翻訳者の部屋から

児童書・YA翻訳者、原田勝のブログ

こちらも、『おばあちゃんの にわ』

 先日、この月曜日、6月19日に刊行された、拙訳『おばあちゃんのにわ』を紹介しましたが、じつは、5月に横山和江さん訳の同タイトル『おばあちゃんの にわ』(ドーン・ケイシー文、ジェシカ・コートニー・ティックル絵、横山和江訳、出版ワークス)という絵本が出版されています。

 出版時期が近かったために、同じタイトルの絵本が出ることを知らないまま、日本語タイトルを決めていました。こういうことがあるんですね。

 横山さんとは連絡をとっていて、どっちも読んでもらえたらいいね、という話をしています。横山さん訳の『おばあちゃんの にわ』は厳密に言うと、「おばあちゃんの」と「にわ」とのあいだに半角スペースがあいてます。そして、原題は "My Nana's Garden" 。Nana はイギリス英語で「おばあちゃん」。イギリスの作品にはよく出てくる言葉なのですが、英文学を読み始めたころは、エミール・ゾラの『ナナ』が頭に浮かんできて、女性の名前だと思って訳してると、あれ、おばあちゃんか、ということがありました。ウェストール作品にも Nana 、よく出てきます。
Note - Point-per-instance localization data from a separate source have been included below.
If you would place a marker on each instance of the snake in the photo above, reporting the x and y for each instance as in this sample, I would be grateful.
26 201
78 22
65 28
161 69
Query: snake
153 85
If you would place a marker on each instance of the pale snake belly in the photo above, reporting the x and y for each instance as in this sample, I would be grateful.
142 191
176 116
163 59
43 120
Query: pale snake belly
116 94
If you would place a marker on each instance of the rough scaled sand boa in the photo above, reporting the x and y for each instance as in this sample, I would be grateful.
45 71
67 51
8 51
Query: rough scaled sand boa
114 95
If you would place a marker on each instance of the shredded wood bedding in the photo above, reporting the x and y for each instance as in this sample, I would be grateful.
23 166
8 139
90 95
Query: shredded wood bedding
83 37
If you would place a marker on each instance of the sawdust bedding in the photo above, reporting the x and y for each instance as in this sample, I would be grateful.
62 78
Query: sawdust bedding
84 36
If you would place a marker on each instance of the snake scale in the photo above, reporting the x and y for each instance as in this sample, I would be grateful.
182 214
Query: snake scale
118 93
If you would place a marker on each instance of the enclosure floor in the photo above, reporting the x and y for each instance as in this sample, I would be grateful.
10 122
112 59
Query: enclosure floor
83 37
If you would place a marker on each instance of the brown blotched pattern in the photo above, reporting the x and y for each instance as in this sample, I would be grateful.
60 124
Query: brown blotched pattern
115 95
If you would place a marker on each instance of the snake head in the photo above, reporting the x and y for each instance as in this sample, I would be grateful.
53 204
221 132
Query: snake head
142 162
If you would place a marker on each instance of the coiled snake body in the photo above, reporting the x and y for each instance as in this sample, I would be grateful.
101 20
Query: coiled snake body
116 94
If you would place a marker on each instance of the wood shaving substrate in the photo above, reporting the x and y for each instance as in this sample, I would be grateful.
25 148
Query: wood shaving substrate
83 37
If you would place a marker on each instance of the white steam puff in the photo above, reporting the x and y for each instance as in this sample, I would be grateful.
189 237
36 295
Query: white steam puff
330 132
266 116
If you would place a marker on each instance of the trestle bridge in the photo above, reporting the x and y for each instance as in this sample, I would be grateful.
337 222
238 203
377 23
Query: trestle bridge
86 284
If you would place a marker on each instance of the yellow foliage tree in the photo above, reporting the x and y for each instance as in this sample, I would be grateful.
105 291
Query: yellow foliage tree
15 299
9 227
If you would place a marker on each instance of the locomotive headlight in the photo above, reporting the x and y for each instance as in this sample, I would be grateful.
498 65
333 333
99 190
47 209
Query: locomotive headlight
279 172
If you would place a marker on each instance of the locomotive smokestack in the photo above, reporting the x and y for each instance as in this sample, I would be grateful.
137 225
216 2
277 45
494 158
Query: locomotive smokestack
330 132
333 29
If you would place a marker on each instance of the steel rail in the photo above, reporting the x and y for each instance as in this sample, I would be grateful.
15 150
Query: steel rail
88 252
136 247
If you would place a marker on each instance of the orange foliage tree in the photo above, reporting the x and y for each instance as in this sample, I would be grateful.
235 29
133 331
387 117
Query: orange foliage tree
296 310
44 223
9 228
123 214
 原田訳の『おばあちゃんのにわ』の原題は "My Baba's Garden" 。Baba「ババ」というのは、ポーランド語で「おばあちゃん」です。原作者のジョーダン・スコットさんのおばあちゃんはボーランドからカナダへ移りすんだ人で、そのおばあちゃんが絵本の主人公。

 

 表紙を見ただけでもわかりますが、横山さん訳の『おばあちゃんの にわ』のジェシカ・コートニー・ティックルの絵は図案的で、描かれている動植物がきれいに配置されています。対して、シドニー・スミスの絵は、表紙でもわかるように、輪郭線のない、逆光まで筆で再現した対照的な技法です。そして、横山訳はおばあちゃんと孫娘、原田訳はおばあちゃんと孫息子のお話。

 

 あ、そうそう、横山さん訳の『おばあちゃんの にわ』、よく見るとほとんどのページにあるものが描かれています。なにかは探してみてください。そのほか細かいところも楽しめる絵本です。きっと子どもたちは、読むたびにいろんな発見をすると思います。

 

 どちらも楽しんでほしい。ぜひ、書店で手にとってみてください。